In [1]:
import nltk
import os
import math
from collections import defaultdict
from nltk import FreqDist

STOPWORDS = set(nltk.corpus.stopwords.words('english'))
PORTER_STEMMER = nltk.PorterStemmer()
LANCASTER_STEMMER = nltk.LancasterStemmer()


In [2]:
def get_processing_args():
    tokenization = "Split"
    normalization = "None",
    file_type = "TPD"
    return tokenization, normalization, file_type

In [3]:
def preprocessing(doc_path, tokenization, normalization):
    with open(doc_path, 'r') as file:
        text = file.read()
        
    # Tokenization
    if tokenization == "Split":
        tokens = text.split()
    else:
        exp_reg = nltk.RegexpTokenizer(r'\d+(?:\.\d+)?x\d+|\d+(?:\.\d+)|\w+(?:-\w+)*|(?:[A-Z]\.)+|\w+')
        tokens = exp_reg.tokenize(text)

    # Remove stopwords
    tokens = [term for term in tokens if term.lower() not in STOPWORDS]

    # Normalization
    if normalization == "Porter":
        tokens = [PORTER_STEMMER.stem(term) for term in tokens]
    elif normalization == "Lancaster":
        tokens = [LANCASTER_STEMMER.stem(term) for term in tokens]

    return tokens

In [4]:
def build_global_term_frequencies(tokenization, normalization):
    global_term_frequencies = defaultdict(int)

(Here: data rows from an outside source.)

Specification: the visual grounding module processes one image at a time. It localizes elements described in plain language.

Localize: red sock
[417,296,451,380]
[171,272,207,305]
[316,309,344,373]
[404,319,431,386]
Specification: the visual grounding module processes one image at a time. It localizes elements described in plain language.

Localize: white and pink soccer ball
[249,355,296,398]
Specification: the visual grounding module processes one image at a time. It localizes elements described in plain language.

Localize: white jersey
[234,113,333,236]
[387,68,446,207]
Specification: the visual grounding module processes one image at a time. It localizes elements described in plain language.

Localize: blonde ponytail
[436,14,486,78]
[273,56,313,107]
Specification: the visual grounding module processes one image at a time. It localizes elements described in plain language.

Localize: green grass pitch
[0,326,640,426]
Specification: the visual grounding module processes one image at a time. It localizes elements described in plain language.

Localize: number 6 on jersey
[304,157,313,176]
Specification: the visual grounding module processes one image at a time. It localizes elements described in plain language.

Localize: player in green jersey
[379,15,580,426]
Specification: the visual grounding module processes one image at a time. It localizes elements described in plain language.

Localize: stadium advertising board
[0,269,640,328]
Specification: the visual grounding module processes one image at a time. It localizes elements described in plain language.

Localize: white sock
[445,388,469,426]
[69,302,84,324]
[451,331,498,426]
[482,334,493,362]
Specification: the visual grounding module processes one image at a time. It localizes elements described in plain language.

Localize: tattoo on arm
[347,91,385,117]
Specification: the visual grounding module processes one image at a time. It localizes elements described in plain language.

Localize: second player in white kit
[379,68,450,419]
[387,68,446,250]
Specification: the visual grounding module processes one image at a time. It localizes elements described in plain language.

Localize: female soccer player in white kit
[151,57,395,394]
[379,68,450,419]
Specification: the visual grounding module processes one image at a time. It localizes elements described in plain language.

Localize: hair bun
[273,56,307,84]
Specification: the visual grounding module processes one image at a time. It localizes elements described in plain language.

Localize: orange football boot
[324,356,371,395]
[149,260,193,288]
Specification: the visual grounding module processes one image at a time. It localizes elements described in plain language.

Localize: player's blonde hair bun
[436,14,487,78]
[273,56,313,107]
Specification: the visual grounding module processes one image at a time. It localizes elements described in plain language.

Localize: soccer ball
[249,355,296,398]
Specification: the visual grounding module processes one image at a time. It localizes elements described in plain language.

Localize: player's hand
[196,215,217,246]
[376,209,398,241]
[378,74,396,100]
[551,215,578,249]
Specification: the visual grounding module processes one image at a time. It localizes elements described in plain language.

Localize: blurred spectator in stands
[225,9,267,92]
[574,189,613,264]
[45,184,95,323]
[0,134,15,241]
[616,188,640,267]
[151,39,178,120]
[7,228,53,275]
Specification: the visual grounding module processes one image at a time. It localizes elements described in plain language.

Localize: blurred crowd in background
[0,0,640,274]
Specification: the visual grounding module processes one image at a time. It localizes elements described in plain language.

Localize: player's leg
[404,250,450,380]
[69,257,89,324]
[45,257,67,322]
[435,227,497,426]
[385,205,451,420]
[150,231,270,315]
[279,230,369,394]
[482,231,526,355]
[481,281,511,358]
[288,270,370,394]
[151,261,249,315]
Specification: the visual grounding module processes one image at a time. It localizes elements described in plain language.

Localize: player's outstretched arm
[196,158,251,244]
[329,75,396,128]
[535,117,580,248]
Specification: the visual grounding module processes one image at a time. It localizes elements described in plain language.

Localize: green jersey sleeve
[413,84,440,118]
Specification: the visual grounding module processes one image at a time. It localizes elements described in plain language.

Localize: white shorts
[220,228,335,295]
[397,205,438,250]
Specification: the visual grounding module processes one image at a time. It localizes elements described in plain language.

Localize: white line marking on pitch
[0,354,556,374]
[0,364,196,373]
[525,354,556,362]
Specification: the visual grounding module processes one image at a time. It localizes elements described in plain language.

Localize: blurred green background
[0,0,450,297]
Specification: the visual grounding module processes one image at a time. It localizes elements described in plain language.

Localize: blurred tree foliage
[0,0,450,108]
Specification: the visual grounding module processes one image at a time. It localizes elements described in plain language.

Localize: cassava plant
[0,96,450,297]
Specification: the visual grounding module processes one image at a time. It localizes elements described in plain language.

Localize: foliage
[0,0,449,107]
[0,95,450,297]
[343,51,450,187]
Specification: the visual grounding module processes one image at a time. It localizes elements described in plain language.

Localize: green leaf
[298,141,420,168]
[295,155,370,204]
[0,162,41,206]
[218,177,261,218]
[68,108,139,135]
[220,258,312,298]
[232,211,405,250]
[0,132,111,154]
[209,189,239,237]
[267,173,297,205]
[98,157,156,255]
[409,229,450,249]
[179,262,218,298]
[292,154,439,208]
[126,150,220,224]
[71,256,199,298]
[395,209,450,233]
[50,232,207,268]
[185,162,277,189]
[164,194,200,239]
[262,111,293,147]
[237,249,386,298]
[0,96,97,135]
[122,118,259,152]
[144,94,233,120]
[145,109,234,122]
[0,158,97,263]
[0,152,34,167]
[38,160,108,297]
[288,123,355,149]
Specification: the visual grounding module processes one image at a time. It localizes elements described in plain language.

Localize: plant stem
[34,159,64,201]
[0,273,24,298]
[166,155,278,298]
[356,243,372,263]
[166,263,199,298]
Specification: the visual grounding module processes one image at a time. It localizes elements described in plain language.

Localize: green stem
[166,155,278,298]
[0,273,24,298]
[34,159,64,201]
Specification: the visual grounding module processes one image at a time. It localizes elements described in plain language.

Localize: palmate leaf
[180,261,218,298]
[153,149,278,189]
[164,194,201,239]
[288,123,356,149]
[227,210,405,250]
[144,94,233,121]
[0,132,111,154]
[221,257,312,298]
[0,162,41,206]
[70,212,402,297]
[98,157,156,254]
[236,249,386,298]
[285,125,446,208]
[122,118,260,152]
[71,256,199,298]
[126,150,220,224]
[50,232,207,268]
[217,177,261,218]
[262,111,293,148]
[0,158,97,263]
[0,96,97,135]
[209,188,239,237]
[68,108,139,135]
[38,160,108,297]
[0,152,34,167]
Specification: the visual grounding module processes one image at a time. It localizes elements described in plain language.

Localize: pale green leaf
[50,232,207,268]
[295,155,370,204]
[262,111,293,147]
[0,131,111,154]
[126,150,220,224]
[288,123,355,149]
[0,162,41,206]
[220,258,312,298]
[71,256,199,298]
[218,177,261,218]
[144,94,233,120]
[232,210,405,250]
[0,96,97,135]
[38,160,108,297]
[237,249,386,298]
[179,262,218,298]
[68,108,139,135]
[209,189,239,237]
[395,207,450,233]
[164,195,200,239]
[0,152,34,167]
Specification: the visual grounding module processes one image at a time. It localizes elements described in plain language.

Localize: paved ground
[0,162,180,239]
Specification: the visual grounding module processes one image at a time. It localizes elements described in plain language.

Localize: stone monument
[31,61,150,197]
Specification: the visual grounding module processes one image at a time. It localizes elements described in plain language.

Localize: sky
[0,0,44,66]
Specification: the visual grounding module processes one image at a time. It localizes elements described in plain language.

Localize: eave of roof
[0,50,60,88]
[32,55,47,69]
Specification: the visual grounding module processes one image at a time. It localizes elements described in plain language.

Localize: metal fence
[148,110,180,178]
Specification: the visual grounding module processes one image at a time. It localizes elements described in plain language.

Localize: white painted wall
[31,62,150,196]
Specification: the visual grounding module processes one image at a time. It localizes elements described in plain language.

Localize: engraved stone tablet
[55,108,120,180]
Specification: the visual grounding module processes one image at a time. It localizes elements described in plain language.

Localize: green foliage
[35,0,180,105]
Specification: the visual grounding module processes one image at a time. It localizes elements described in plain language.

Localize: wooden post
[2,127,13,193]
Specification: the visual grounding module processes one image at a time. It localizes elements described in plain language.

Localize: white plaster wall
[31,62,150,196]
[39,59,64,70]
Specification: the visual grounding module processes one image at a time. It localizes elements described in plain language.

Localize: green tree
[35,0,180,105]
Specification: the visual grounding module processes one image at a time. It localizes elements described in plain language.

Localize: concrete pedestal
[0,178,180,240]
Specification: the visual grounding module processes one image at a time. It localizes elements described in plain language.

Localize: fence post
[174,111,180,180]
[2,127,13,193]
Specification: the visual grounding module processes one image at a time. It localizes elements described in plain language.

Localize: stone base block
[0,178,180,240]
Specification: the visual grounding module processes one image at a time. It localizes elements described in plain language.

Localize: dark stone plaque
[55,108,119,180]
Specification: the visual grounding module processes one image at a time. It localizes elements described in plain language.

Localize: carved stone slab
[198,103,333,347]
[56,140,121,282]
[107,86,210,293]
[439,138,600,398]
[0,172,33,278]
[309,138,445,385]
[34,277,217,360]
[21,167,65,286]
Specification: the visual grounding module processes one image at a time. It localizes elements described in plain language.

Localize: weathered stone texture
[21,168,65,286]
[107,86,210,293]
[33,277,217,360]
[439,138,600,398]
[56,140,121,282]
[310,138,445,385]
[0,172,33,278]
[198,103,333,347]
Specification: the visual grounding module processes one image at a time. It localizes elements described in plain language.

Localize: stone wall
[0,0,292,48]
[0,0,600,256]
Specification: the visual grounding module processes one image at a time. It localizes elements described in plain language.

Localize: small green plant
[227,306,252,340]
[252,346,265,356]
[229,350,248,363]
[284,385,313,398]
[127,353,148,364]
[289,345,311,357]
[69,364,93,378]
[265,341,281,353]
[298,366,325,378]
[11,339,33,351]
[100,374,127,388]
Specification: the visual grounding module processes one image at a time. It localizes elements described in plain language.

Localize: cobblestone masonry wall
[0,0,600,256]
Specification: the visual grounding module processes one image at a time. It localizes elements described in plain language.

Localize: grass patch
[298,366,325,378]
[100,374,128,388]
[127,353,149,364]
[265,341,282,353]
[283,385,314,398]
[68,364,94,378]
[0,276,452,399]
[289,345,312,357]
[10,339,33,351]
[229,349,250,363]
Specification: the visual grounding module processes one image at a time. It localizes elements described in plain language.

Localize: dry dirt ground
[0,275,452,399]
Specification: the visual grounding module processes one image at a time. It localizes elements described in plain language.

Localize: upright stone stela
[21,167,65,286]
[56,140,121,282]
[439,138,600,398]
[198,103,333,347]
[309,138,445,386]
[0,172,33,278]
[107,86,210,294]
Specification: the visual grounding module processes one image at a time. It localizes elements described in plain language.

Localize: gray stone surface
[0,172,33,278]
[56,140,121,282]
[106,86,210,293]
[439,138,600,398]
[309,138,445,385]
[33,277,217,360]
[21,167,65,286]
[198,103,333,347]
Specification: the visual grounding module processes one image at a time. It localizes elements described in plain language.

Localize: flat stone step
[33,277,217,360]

    for doc_name in os.listdir('Collections'):
        doc_path = os.path.join('Collections', doc_name)
        tokens = preprocessing(doc_path, tokenization, normalization)
        unique_terms = set(tokens)

        for term in unique_terms:
            global_term_frequencies[term] += 1
            
    return global_term_frequencies

In [5]:
def Display_TPD_result(query, terms_freq, global_term_frequencies, N):
    max_freq = max(terms_freq.values())

    for idx, (term, freq) in enumerate(terms_freq.items(), start=1):
        poids = (freq / max_freq) * math.log10((N / global_term_frequencies[term]) + 1)
        print(idx, query, term, freq, format(poids, '.4f'))

In [6]:
def text_processing(query):
    tokenization, normalization, file_type = get_processing_args()
   
    global_term_frequencies = build_global_term_frequencies(tokenization, normalization)  # Calculate global term frequencies
    N = len(os.listdir('Collections'))
    
    if file_type == "TPD":
        doc_path = os.path.join('Collections', f"{query}.txt")
        tokens = preprocessing(doc_path, tokenization, normalization)
        terms_freq = FreqDist(tokens)

        Display_TPD_result(query, terms_freq, global_term_frequencies, N)
        
    else :
        i=0
        for doc_name in os.listdir('Collections'):
            doc_path = os.path.join('Collections', doc_name)
            Tokens = preprocessing(doc_path, tokenization, normalization)
            terms_freq = FreqDist(Tokens)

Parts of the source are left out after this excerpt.